It may have been surpassed by ice hockey as the nation’s favourite sport, but football and the Czech Republic have a whole lot of history, going all the way back to a 1-1 draw with Hungary in 1906. The team was called Bohemia then, but with independence came footballing independence and a whole lot of glory. Czechoslovakia were losing World Cup finalists in 1934 and 1962, going one better and winning the European Championships in 1976. Being the capital and biggest city Prague had a whole lot of input in these successes, and the city predictably dominated the Czechoslovak First League.
47 out of 67 Czechoslovak championships were won by clubs from Prague, with Sparta leading the way with a remarkable 21 titles. When the Velvet Divorce came in 1993 Prague clubs continued their stranglehold on Czech championships, with nine of the first 10 being won by capital clubs. The football riches have begun to spread throughout the country with titles being won by clubs in Liberec, Plzen and Ostrava, but Prague still acts as the traditional centre of power in Czech football.
Whilst there are a whole host of clubs in Prague itself (14 at last count), only five of these have consistently performed in the upper reaches of Czech football since the demise of Czechoslovakia. If you’re looking to take in a bit of football culture whilst in the city we wholeheartedly recommend checking out one of these five, unless you’re more of a Sunday shirts and skins type. Sparta and Slavia are the two true powerhouses, Bohemians 1905 the scrappy underdog, Viktoria Žižkov the resigned elder statesman and Dukla the former leader experiencing something of a renaissance. Confused? Let us explain in a little more detail.
AC Sparta PragueChances are if the casual European football fan knows one side from the Czech Republic, it’ll be Sparta Prague. With 21 Czechoslovak championships and eight of the first 10 Czech titles safely in its trophy cabinet, Sparta are the Prague club with the biggest continental reach by some way. It helps that well-known modern names such as Tomáš Rosicky, Petr Čech, Karel Poborský and Patrik Berger (among others) all became stars here.

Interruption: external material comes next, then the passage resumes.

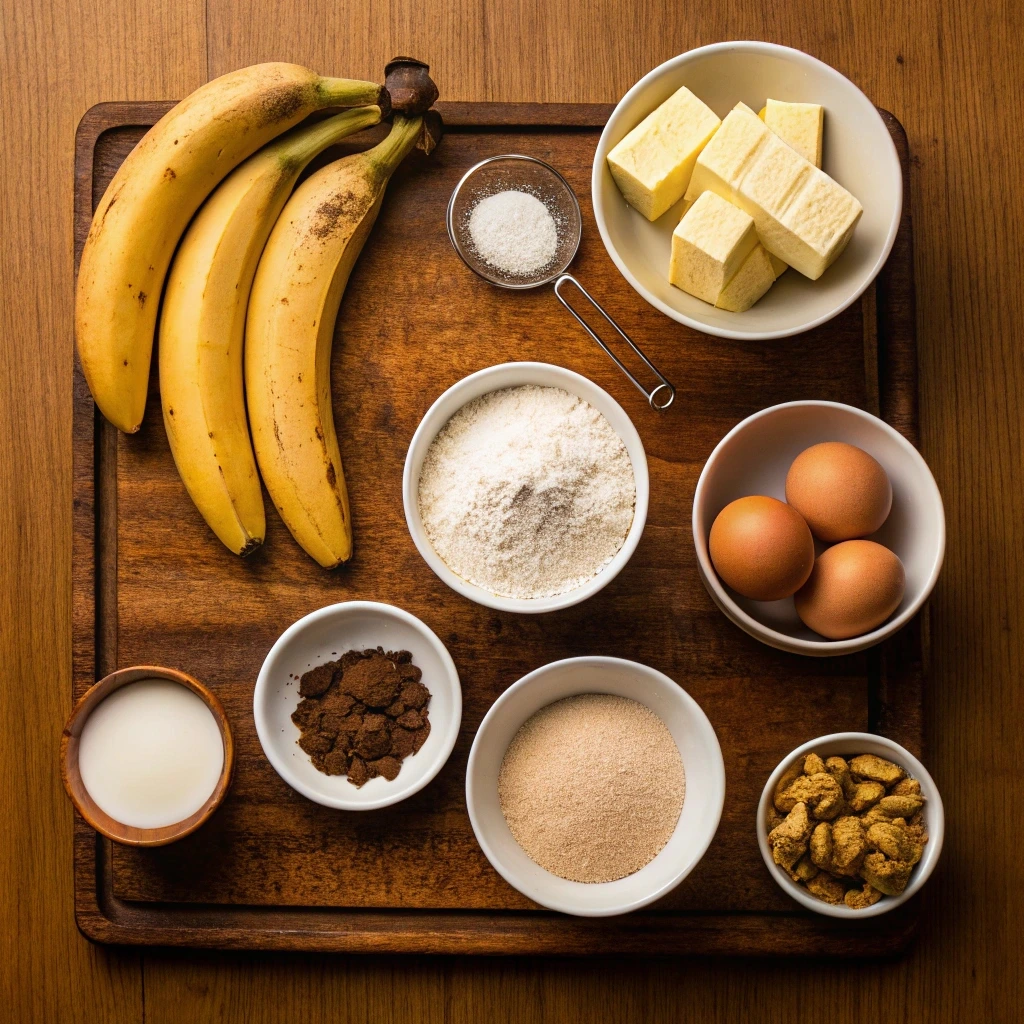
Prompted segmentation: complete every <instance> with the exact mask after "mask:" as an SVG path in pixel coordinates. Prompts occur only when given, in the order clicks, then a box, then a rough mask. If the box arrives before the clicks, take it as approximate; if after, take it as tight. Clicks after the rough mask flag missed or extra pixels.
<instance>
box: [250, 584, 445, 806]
mask: <svg viewBox="0 0 1024 1024" xmlns="http://www.w3.org/2000/svg"><path fill="white" fill-rule="evenodd" d="M372 647H383V648H384V649H385V650H408V651H411V652H412V654H413V664H414V665H416V666H419V668H420V669H422V670H423V683H424V685H425V686H426V687H427V688H428V689H429V690H430V703H429V705H428V706H427V710H428V711H429V713H430V735H429V736H427V741H426V742H425V743H424V744H423V746H421V748H420V750H419V751H418V752H417V753H416V754H414V755H413V756H412V757H409V758H406V760H404V761H402V763H401V771H400V773H399V774H398V777H397V778H396V779H395V780H394V781H392V782H389V781H388V780H387V779H385V778H381V777H378V778H372V779H370V781H369V782H367V783H366V785H364V786H361V787H360V788H356V787H355V786H354V785H352V783H351V782H349V781H348V779H347V778H345V777H344V776H343V775H325V774H324V773H323V772H319V771H317V770H316V769H315V768H314V767H313V765H312V762H311V761H310V760H309V757H308V755H307V754H306V753H305V752H304V751H302V750H300V748H299V744H298V738H299V730H298V728H297V727H296V726H295V724H294V723H293V722H292V719H291V715H292V712H293V711H295V709H296V707H297V706H298V702H299V700H300V699H301V698H300V697H299V683H298V679H296V678H292V677H293V676H296V677H297V676H301V675H302V673H303V672H306V671H307V670H309V669H311V668H312V667H313V666H316V665H322V664H323V663H324V662H330V660H335V659H336V658H338V657H340V656H341V655H342V654H343V653H344V652H345V651H346V650H366V649H368V648H372ZM253 715H254V716H255V719H256V732H257V734H258V735H259V741H260V743H261V744H262V746H263V753H264V754H265V755H266V757H267V760H268V761H269V762H270V764H271V765H273V767H274V770H275V771H276V772H278V774H279V775H280V776H281V777H282V778H283V779H284V780H285V781H286V782H287V783H288V784H289V785H290V786H291V787H292V788H293V790H296V791H297V792H298V793H301V794H302V796H303V797H307V798H308V799H309V800H312V801H315V803H317V804H324V806H325V807H336V808H338V809H340V810H344V811H370V810H374V809H375V808H378V807H387V806H389V805H390V804H397V803H398V802H399V801H401V800H404V799H406V798H407V797H411V796H412V795H413V794H414V793H419V791H420V790H422V788H423V787H424V786H425V785H426V784H427V783H428V782H429V781H430V780H431V779H432V778H433V777H434V776H435V775H436V774H437V773H438V772H439V771H440V770H441V768H442V767H443V766H444V762H445V761H447V759H449V755H450V754H451V753H452V748H453V746H455V741H456V737H457V736H458V735H459V726H460V724H461V722H462V688H461V686H460V685H459V673H458V672H457V671H456V668H455V663H454V662H453V660H452V656H451V655H450V654H449V652H447V650H446V649H445V648H444V645H443V644H442V643H441V642H440V640H438V639H437V637H436V636H435V635H434V633H433V632H432V631H431V630H430V629H429V628H428V627H427V626H425V625H424V624H423V623H421V622H420V620H419V618H417V617H416V616H415V615H411V614H410V613H409V612H408V611H402V609H401V608H395V607H393V606H392V605H390V604H378V603H377V602H374V601H346V602H344V603H342V604H330V605H328V606H327V607H326V608H319V609H318V610H316V611H312V612H310V613H309V614H308V615H305V616H304V617H302V618H300V620H299V621H298V622H297V623H295V624H294V625H292V626H290V627H289V628H288V629H287V630H286V631H285V632H284V633H283V634H282V635H281V637H280V638H279V639H278V642H276V643H275V644H274V645H273V646H272V647H271V648H270V653H269V654H267V655H266V659H265V660H264V662H263V667H262V668H261V669H260V671H259V676H258V678H257V679H256V690H255V692H254V693H253Z"/></svg>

Sparta itself came into being way back in 1893, when a group of young lads decided the time was right to set up a sports club. The club are now famous for wearing redcurrant shirts, and for that we have English club Arsenal FC to thank. Sparta actually wore black up until 1906, at which point then-club president Dr. Petřik saw the Gunners play on a tour of the United Kingdom. If it worked for Arsenal it could work for Sparta, and from that point on variants of red and white were the colours of the club.
The side in redcurrant simply dominated Czechoslovak football, winning the Czechoslovak league a whopping 21 times (including eight championships out of the last 10). This domination continued in the Czech league, where Iron Sparta won seven of the first eight titles. Sparta are that club, the one that is always there or thereabouts at the top of the league. They play their home games at the Generali Stadium (known informally as Stadion Letna). The Sparta women’s team has been even more dominant in recent times - it won every league title between 2005 and 2013 for example.